Fast method to match geospatial datasets in Python - python

I have a set of 2000 geospatial points (lon/lat), which I need to match with several other geospatial datasets (I am using Geopandas GeoDataFrames). I am using the sklearn BallTree function to find the neighbors within a certain radius of each point (in the function below, point is one of the 2000 points and right_gdf is the dataset that I need to get the neighbors from).

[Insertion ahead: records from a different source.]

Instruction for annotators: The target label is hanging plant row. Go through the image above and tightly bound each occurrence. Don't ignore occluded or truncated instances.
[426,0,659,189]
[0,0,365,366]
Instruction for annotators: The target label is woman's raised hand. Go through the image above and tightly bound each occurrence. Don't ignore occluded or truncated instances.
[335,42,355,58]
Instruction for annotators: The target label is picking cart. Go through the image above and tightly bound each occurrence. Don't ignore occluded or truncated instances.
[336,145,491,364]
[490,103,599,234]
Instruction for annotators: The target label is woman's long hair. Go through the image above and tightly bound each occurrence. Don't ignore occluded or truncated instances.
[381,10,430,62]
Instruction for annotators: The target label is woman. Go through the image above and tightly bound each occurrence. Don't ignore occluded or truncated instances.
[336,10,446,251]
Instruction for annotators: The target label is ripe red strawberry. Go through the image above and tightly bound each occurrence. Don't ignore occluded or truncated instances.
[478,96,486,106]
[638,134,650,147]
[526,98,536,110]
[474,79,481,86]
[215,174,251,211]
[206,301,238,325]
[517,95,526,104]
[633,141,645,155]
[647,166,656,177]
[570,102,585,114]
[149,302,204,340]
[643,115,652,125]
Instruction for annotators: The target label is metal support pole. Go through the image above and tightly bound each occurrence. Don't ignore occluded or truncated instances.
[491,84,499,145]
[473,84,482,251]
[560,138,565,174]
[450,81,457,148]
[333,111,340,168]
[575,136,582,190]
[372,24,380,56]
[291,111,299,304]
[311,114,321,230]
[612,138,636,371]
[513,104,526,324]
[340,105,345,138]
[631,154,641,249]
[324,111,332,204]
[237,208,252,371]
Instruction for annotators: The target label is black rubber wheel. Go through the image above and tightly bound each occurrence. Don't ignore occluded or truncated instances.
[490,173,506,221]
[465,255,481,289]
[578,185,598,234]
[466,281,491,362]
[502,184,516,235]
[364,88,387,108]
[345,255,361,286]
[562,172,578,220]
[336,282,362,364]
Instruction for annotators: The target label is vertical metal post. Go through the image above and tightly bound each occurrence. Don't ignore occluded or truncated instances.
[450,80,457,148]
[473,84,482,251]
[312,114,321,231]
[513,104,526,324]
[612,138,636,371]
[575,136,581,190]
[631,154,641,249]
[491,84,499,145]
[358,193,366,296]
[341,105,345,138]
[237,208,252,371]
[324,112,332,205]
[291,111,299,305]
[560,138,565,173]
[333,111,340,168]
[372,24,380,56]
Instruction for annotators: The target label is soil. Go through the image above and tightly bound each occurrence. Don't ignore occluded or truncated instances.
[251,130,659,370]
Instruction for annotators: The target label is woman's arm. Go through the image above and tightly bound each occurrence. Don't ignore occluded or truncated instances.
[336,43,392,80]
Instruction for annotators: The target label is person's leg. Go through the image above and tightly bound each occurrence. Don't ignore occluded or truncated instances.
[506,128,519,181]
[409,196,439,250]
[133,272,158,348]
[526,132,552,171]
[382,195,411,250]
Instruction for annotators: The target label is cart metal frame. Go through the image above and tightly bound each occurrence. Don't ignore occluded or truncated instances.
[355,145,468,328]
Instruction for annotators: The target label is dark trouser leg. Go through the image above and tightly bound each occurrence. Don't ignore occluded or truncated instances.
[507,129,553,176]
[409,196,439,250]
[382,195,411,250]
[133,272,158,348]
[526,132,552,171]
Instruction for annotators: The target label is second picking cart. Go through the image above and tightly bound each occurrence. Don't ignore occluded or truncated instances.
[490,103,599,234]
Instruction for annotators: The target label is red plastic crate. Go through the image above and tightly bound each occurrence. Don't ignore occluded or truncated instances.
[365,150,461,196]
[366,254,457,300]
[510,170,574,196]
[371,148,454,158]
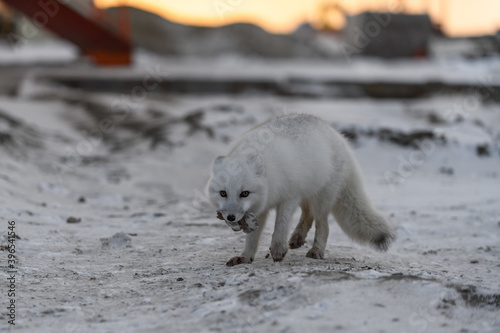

I am currently using a for-loop to loop through all of the 2000 points and find the neighbors for each of them. However, depending on the size of right_gdf, this can take a long time. I am sure there is a way to speed this process up, potentially with parallel computing, but I am struggling to find it. I tried to use Dask delayed to parellelise the loop (see code below) but somehow this takes even longer than the simple for loop.
# Function that finds a point's neighbors within a certain radius
def neighbours_radius(point, right_gdf, R=1):
# Create tree from the right gdf (use haversine for lat/lon coordinates)
tree = BallTree(right_gdf, leaf_size=40, metric='haversine')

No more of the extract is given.